The 311 systems — which cost about $2.5 million annually to operate in Denver — originally evolved to take the pressure off 911. Emergency dispatchers were overwhelmed across the country by mundane questions from residents who had no idea where to call. Then-Baltimore Mayor Martin O’Malley is credited with expanding into the modern idea of 311 in 2001. Dozens of major cities are now on board, but it’s uneven — while New York is the gold standard with 20 million calls a year, San Diego is just joining.
Agent training is exacting. When Denver’s system started with six employees, Knight-Fields said, they tried to cram all subjects into six to eight weeks: Where’s my voting booth? What can I do about that barking dog? How do I find a jail inmate? Did that peacock on my sidewalk escape from the zoo? But it was too much, and agents would go home crying. So now it’s done in “modules,” and stretched out over four to six months. The team takes up to 2,500 calls a day; more and more queries come through Pocketgov, but calls are still 85 percent of contacts.
The same technology that makes it convenient for citizens allows some agents to work from home. When employees couldn’t get downtown in March’s bomb cyclone, 311 was open for business with home-based agents. The day after the storm, calls hit a record with questions about plowing, downed trees and trash schedules.
While picking up the dead cat was not in the training manual, the 311 agents do pride themselves on sticking with the customer until they get what they need. And sometimes what they need is someone who doesn’t hang up.
“We do have regulars,” Knight-Fields said. “We have one lady who walks down the street and calls us and reports everything she sees. For 30 or 40 minutes.”
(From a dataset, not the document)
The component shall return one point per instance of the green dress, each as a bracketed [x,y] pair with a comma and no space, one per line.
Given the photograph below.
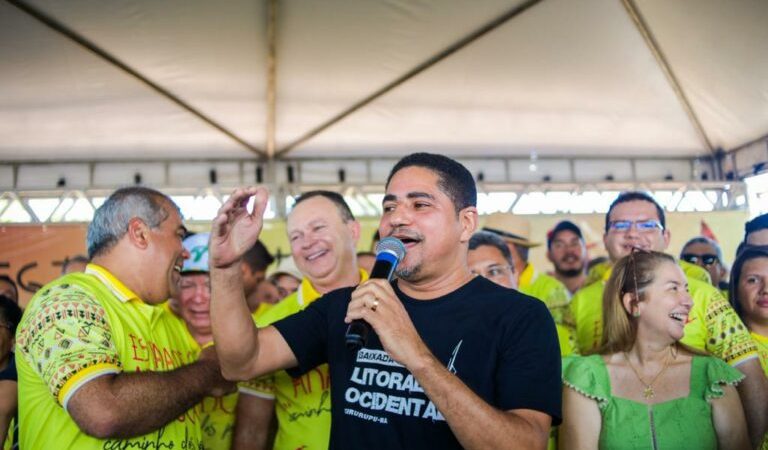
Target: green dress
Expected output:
[685,422]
The most innovative 311 cities are constantly trying to figure out who they have still not reached, said Johns Hopkins’ Nicklin. Undocumented residents, for example, are more afraid than ever to call for city services because of the virulence of recent anti-immigrant sentiment.
“There are groups that are under represented or afraid to call,” Nicklin said. “We’re still struggling with getting a 311 system to represent the full entirety of a constituency’s needs.”